A cider mill is the location and equipment used to crush apples into apple juice for use in making apple cider, hard cider, applejack, apple wine, pectin and other products derived from apples. More specifically, it refers to a device used to crush or grind apples as part of the overall juice production.

The mills used to manufacture, ferment, store, and ship juice products are usually located near apple orchards. Historically, the types of structure and machinery have varied greatly — including horse powered, water driven, and machine operated mills. The presses can be fixed or portable.

Cider mills were subject to legal proceedings in New York state in the 1800s over whether they were "fixed to freeholds" and other cases addressing legal designation as to what kind of property a cider mill is.

Cider-making takes place in numerous countries and regions. As with the cider itself, the various techniques used in milling and pressing the apples vary with each cider-making tradition. In most traditions, cider milling traditionally takes place in two stages: first, milling or grinding the apples into a pulpy mass called pulp, and a second stage, pressing the pulp to release the juice or "must". The remaining solids after juice extraction is "pomace" or "pommage".

Some mills provide custom pressing of a farmer's apples. In this way, apple varieties can be blended to make a cider of mixed juice types, for instance, a combination of sweet and aromatic juices. Various types of apple are recommended for cidering. Alcoholic cider can also be produced and is known as hard cider or applejack. Cider is stored and fermented in wooden barrels, carboys, stainless tanks, or glass jugs.

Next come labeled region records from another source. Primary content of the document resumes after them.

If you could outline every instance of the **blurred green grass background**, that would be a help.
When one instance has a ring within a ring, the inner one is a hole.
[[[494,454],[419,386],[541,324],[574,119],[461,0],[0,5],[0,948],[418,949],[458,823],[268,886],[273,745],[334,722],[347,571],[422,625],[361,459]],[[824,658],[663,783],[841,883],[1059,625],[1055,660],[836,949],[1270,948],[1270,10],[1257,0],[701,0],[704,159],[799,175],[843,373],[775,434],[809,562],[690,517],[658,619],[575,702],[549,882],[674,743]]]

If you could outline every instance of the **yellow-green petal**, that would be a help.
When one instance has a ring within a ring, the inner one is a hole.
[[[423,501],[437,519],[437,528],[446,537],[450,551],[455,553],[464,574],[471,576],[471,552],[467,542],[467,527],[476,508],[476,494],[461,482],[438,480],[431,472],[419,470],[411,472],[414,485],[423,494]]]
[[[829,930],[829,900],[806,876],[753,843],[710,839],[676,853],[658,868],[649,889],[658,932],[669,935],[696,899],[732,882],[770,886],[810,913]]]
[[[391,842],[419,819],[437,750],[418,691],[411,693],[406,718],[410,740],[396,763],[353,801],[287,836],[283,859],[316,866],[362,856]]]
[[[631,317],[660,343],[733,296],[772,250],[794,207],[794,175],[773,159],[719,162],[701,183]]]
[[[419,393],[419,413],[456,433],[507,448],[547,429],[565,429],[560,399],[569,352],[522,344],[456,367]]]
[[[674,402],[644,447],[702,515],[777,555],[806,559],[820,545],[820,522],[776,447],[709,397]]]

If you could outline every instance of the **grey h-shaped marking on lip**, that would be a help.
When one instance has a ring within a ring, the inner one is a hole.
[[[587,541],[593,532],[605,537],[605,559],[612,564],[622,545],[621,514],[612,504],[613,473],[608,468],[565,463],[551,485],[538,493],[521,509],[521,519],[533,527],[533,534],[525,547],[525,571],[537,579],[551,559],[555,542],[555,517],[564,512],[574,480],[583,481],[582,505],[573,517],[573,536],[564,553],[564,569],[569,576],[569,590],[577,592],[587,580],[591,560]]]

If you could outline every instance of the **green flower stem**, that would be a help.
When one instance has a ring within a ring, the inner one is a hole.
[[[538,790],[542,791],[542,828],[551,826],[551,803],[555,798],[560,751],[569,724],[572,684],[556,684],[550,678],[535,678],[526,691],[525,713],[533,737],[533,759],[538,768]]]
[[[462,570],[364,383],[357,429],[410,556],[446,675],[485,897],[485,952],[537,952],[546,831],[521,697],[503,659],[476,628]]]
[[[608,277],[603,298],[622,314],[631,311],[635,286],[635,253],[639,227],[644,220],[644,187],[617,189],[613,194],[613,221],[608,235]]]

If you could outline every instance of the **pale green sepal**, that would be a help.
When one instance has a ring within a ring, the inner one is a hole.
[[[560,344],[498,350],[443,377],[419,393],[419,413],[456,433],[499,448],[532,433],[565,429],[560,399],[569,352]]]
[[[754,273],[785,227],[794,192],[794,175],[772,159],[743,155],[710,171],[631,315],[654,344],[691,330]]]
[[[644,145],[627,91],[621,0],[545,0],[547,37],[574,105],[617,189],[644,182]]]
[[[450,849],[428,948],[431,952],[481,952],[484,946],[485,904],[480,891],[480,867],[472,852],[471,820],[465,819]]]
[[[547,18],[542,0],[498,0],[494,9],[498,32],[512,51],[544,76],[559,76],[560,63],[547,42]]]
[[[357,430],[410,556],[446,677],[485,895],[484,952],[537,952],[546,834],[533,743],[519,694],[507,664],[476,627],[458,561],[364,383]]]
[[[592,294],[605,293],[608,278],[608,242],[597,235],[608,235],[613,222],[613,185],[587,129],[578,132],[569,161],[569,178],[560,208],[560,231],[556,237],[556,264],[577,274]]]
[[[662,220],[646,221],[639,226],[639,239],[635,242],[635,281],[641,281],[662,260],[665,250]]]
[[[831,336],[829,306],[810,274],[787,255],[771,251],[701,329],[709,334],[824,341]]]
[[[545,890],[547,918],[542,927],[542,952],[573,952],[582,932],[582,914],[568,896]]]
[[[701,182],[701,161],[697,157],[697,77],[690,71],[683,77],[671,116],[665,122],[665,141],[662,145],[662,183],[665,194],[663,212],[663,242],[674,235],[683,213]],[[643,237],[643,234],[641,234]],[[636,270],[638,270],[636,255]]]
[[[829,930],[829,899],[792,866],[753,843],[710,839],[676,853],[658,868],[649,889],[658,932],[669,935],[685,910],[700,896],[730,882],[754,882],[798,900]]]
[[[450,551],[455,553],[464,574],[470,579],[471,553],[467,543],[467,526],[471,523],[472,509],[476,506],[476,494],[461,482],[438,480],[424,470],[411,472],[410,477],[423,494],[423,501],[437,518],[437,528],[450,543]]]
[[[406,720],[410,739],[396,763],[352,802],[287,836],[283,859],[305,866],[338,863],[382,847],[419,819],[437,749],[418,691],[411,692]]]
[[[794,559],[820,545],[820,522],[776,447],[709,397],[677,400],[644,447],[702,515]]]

In 19th Century New England, apple farmers paid a mill owner a fee to crush apples into juice. A typical cider mill would look like many other small barns and sheds, with a set of large doors in the center of the longer side. Most cider mills were 20-30' long by 20-25' in width. At Old Sturbridge Village in Massachusetts, 19th Century cider mill equipment is still used to make cider. In The Marble Faun, author Nathaniel Hawthorne contrasted the wine-making in Italy with the cider-making process of "New England vintages, where the big piles of golden and rosy apples lie under the orchard trees, in the mild, autumnal sunshine; and the creaking cider-mill, set in motion by a circumgyratory horse, is all a-gush with the luscious juice."